Tangles was also a finalist for the 2010 Writer’s Trust of Canada Non-Fiction Prize—and it was the first graphic novel to be a finalist in this category. It was in The Globe and Mail’s top 100 books of 2010 and Maisonneuve Magazine’s top 10 for 2010, and it won the CBC Bookie award for Best Comic or Graphic Novel in 2010.

Everything Was Good-bye represents what ‘nobody talked about’

Everything Was Good-bye.

Everything Was Good-bye (Mother Tongue Publishing, 2010), centres on Meena, a young Indo-Canadian woman growing up in Delta as she struggles to find her place between Indian and Canadian culture.

It began as a journaling project for Basran and her sisters, but quickly turned into fiction. Basran later crafted the story into a novel at The Writer’s Studio.

Several people have asked Basran whether she had an agenda as she wrote Everything Was Good-bye, which explores themes like arranged marriage, abuse, unfaithfulness, and struggle as Meena grows from a teenager into a woman and chooses to marry, then divorce and have a child.

Basran said she may have wanted to send a message about repression as she started writing, but that changed as the story developed.

“I just felt like I had to tell the story.

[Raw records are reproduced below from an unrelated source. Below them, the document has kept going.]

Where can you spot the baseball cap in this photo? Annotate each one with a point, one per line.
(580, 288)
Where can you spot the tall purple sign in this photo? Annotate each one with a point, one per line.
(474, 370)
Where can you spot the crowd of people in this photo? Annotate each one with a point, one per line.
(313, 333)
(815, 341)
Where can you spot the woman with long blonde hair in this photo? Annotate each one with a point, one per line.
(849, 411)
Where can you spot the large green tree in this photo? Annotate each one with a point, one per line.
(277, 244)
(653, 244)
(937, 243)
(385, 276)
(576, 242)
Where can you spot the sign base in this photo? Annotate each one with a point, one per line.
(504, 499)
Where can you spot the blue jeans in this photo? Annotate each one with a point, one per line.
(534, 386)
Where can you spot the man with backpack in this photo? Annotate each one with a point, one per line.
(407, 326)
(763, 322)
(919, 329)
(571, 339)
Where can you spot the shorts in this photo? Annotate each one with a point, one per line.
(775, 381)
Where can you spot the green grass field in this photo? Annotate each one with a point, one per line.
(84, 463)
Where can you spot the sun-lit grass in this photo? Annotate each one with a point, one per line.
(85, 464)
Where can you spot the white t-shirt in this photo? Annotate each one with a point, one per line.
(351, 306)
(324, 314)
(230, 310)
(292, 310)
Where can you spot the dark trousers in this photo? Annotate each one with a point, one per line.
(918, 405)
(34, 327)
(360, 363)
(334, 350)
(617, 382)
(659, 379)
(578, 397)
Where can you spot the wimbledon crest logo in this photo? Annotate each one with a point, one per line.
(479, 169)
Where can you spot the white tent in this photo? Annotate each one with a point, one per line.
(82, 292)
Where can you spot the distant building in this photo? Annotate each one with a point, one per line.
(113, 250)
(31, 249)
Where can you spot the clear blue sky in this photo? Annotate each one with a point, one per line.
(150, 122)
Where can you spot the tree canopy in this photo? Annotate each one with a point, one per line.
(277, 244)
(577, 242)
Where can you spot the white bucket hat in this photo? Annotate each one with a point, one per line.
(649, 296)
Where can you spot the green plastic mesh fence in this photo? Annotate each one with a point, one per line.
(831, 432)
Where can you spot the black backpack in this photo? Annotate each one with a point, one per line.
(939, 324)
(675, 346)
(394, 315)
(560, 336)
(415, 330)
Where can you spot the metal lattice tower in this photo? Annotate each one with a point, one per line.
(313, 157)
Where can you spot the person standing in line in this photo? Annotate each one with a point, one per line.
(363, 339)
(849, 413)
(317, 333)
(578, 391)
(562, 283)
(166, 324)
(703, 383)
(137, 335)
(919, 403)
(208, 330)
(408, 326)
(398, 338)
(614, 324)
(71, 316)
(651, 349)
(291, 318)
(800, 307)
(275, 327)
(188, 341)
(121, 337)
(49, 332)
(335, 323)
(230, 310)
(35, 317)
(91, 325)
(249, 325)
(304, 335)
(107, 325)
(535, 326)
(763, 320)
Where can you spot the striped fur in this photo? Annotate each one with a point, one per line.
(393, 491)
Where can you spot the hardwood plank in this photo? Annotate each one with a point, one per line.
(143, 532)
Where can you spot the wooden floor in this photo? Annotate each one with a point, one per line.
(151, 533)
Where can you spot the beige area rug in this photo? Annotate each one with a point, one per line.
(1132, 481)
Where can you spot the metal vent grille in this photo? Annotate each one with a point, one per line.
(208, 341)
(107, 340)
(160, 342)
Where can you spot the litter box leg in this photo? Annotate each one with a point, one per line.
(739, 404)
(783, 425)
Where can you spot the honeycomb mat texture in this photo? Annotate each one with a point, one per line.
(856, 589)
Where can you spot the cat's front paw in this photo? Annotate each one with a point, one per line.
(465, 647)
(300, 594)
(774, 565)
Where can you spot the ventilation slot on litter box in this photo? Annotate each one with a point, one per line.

It was … partly a reconciling of some of my own experiences, but partly wanting there to finally be a representation of things that were happening in the world that nobody was talking about. Or things that were happening in my community that nobody talked about.”

Gurjinder Basran.
Photo by James Loewen.

Basran said she wanted to represent—tell one person’s story—without being representative of the entire community.

There are other experiences, and maybe somebody else will write about them. Maybe I’ll write about them.”

Everything Was Good-bye won Mother Tongue Publishing’s Search for the Great B.C. Novel Contest. It was also an Amazon Breakthrough Novel Award finalist.